The first is that this year’s lineup is the best of any package tour in years: The Pixies, PJ Harvey, Morrissey, Sonic Youth, Le Tigre, Wilco and Modest Mouse (among dozens of others) are all on the bill (check it out at Lollapalooza.com). The second is that Lollapalooza is going political. Through a new partnership with MoveOn.Org, tour organizers hope to politically mobilize the young and the hip en masse as they rock out in outdoor venues across the country this summer.

Organizers are calling this collaboration the “Revolution Solution.” As the two-day festival tours, a MoveOn tent will travel and distribute literature on “RS” issues, including: renewable energy and the environment, free speech and media deregulation, trade policy and voting rights. Activists will conduct onsite voter registration drives, and street teams will infiltrate the crowd to chat folks up on the issues. Move.On will also run a “Real World”- style video booth where concertgoers can film their own political commentary while asking issue-related questions (select pieces of the footage will be used on an “RS” website down the road). “We want to get young people to talk about what’s going on, and to feel empowered,” explains Lollapalooza issues director Claudette Silver. “The young people who are our audience are primed for this.”

Additionally, MoveOn will place huge media screens next to the main stage at select shows. Between musical sets, issue-oriented videos will air, featuring well-known thinkers, celebrities and some regular folks speaking about issues important to them. Additionally, MoveOn will arrange for well-known political speakers to briefly take the stage to discuss a chosen issue before the main act, which he or she will then introduce. Picture Al Gore chatting up the crowd about environmental issues and then introducing the Pixies. It’s weird, but kind of cool, and will definitely get people talking.

And this–getting people talking–is ultimately the point. Lollapalooza mastermind and executive producer Perry Farrell, the tattooed and wild-eyed frontman of seminal LA rock band Jane’s Addiction, explains the philosophy of the project this way: “Our plan is to unify the universal mind and gain favor through inspired speech, grandiose gatherings, sharing better ideas and voting decisively…. Never before in the history of mankind has there been such an opportunity to change the world through the power of one’s own presence.” Adds Silver: “We have such a long history of music as part of social change, and we’re helping to put this into really concrete terms.”

The tour will practice what it will preach. Lollapalooza’s third performance stage (there are three total, which combined will feature thirty-odd bands at each event) will run entirely on solar energy throughout the tour.
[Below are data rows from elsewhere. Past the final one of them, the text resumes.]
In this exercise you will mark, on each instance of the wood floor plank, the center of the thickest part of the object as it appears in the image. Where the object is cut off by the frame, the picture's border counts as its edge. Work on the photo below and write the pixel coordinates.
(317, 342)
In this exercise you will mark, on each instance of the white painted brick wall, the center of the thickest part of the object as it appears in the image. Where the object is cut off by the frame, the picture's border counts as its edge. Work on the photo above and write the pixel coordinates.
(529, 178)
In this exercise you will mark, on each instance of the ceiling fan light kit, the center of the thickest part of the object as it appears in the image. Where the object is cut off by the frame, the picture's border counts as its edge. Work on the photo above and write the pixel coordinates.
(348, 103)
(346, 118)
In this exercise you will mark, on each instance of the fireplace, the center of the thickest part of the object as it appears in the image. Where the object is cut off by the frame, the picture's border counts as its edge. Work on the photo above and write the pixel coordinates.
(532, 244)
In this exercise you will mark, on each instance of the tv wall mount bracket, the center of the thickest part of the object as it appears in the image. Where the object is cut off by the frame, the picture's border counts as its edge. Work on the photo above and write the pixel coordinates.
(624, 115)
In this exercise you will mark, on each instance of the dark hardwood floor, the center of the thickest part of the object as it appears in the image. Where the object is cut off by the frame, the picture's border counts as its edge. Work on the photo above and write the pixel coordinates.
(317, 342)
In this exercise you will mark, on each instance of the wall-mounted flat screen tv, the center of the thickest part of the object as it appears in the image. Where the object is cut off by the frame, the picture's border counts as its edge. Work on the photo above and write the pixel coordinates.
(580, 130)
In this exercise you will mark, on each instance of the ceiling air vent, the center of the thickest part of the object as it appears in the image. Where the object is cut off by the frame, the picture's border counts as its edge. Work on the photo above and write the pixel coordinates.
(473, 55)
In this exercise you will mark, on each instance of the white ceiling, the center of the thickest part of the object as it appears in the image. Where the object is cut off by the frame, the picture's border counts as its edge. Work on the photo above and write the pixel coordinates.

Additionally, the entire two days of performances in New York City on Randall’s Island will be run “off the grid.” Through a combination of solar, biodiesel and hydrogen fuel cells, the show will be produced without the use of any petroleum products whatsoever.

Yet Lollapalooza’s most radical component might be as simple as its price. A two-day pass will average about $50 throughout the tour–a bargain in today’s climate of overpriced entertainment. At that price, not only can you afford to be part of the “Revolution Solution.” You can buy a T-shirt, too.

Hillary FreyHillary Frey, a former Nation editor, is the Books editor at Salon.com.